米国の銃規制
出典: フリー百科事典『ウィキペディア(Wikipedia)』 (2021/08/07 05:41 UTC 版)
「アメリカ合衆国の銃規制」も参照 米国で銃規制が本格的に始まったのは、1993年にブレイディ法が制定され、銃販売における審査期間の設置や登録制度の制定、翌1994年には半自動小銃等の連射性があって危険度の高い銃器の輸入・販売が規制された。 この銃砲規制に関しては、米国のフロンティア精神を基盤とする全米ライフル協会(NRA)の強固な反対(歴代大統領の中にも、同協会メンバーが少なくない)もあったが、同協会メンバーでもあった、時の大統領ロナルド・レーガンが狙撃された事件で、重傷を負ったジム・ブレイディ補佐官とその妻サラの活動が実を結んだわけだが、これも米国の銃社会問題を解決するに至らず、1999年4月20日にはコロンバイン高校銃乱射事件が発生、未成年のスプリー・キラーによる銃犯罪として全米で注目を集め、拳銃の販売可能年齢を18歳から21歳に引き上げるとともに、ダイナマイト等の危険物の販売も銃同様に厳重な規制が検討された。 この銃問題に関して、正式な所有者以外が銃を使えないようにするロック装置の開発と取り付けの義務化を求める法案も提出されるが、NRAに関連する議員の反対は根強く、採択は難航している(スミス&ウェッソンは2008年から自主規制により、銃とペアになった鍵による安全装置が組み込まれた回転式拳銃を開発販売し始めた。シリンダーラッチレバーの下に鍵穴があり、これを操作することで引き金が引けなくなる構造)。 また、日本では、アメリカの全ての地域で銃が流通しているように報道されることが多いが、実際には地域差が大きい。また、数字上は銃が流通している地域でも、自然が多く残されており、野獣駆除や食糧調達のために銃が必要な地域(ワイオミング州やカリフォルニア州、アラスカ州など)では銃犯罪は少なく、逆に伝統的な自衛目的(つまりネイティブ・アメリカンの退治目的)で銃を所持することが多かった州(イリノイ州やバージニア州、コロラド州など)は、現在には銃による殺人件数が多い傾向があるとされる。2007年4月16日には、バージニア工科大学で同大学に在籍する学生が銃を乱射、32人の犠牲者を出し、米国史上最悪の銃乱射事件(バージニア工科大学銃乱射事件)となった。

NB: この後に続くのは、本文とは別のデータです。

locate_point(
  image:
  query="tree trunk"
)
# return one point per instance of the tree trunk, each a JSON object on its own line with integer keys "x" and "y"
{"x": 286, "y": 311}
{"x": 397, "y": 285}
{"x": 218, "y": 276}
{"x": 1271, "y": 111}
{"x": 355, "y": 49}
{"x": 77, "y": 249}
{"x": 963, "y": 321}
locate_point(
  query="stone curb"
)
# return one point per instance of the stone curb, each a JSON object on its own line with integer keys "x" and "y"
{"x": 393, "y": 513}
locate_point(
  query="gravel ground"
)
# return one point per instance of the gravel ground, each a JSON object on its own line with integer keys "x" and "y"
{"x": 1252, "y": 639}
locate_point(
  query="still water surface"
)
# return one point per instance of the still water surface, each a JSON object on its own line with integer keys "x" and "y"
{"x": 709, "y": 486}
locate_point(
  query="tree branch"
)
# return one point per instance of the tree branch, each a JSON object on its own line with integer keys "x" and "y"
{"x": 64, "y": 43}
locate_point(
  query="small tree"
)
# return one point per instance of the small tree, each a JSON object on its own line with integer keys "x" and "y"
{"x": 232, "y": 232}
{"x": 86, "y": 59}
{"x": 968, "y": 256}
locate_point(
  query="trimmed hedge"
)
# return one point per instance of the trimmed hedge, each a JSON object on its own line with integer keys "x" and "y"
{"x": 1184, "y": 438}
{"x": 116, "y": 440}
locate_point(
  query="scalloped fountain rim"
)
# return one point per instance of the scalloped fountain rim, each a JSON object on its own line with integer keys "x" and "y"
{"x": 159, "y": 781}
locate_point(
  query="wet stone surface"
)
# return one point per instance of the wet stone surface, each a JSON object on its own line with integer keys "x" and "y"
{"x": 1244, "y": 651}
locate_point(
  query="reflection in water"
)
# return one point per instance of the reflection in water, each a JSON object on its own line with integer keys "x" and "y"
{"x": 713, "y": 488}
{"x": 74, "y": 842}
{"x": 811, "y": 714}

しかもその学生は乱射に使用した銃を合法的に購入したことが判明している。 米国は全世界から移民が流入して誕生した国家であり、建国当時の「自分の身は自分で守る」という精神が多くの米国民の中に根強く残っている。そのため、多くの米国人は銃を手放すことを、「いわば全裸の状態であり、自分の身を自分で守れなくなる」と恐れる。その際、「あなたが強盗するとしたら、銃で武装している家と銃を置いていない家、どちらを標的に選ぶか」というのがよく例に出される。バージニア工科大学事件後に米ABCテレビが実施した世論調査によると、「このような銃犯罪が起きてしまうのはなぜか?」との質問に対し、「子どものしつけの問題」という回答は半数近くにのぼったが、「銃が簡単に手に入るため」という回答は約2割にとどまった。また、歴史的にアメリカの象徴的意味合いもあり、日本人の感覚で例えると、日本刀の保有を、許可制度に至るまで廃止して一切禁止されることに近い。アメリカ同時多発テロ事件直後、非常用品とともに、銃器の売り上げが増加した。 こうした米国民の潜在的な銃に対する意識に加え、警察署から自宅まで田園部の広大な距離、狩猟などで生計を立てている者や、熊やピューマのように人間に直接害を及ぼす大型野生動物出没地域に生活する者もいるという自然環境、また趣味としての射撃や狩猟や武装権も社会的に認められている事情がある。加えてNRAの発言力は、その資金力ゆえに非常に強大であり、同時多発テロ以降、アメリカ合衆国連邦政府でも銃規制についての議論自体がタブー同然とされている(NRAに嫌われる事、即ち会員の支持を失う事を意味する)。以上のことから、米国の銃規制はなかなか進まない。 2019年1月から2月にかけて、イリノイ州シカゴ市で押収された違法な銃器類の数は1,600丁以上となっており、都市部においては依然として相当数の銃が存在していることを示している。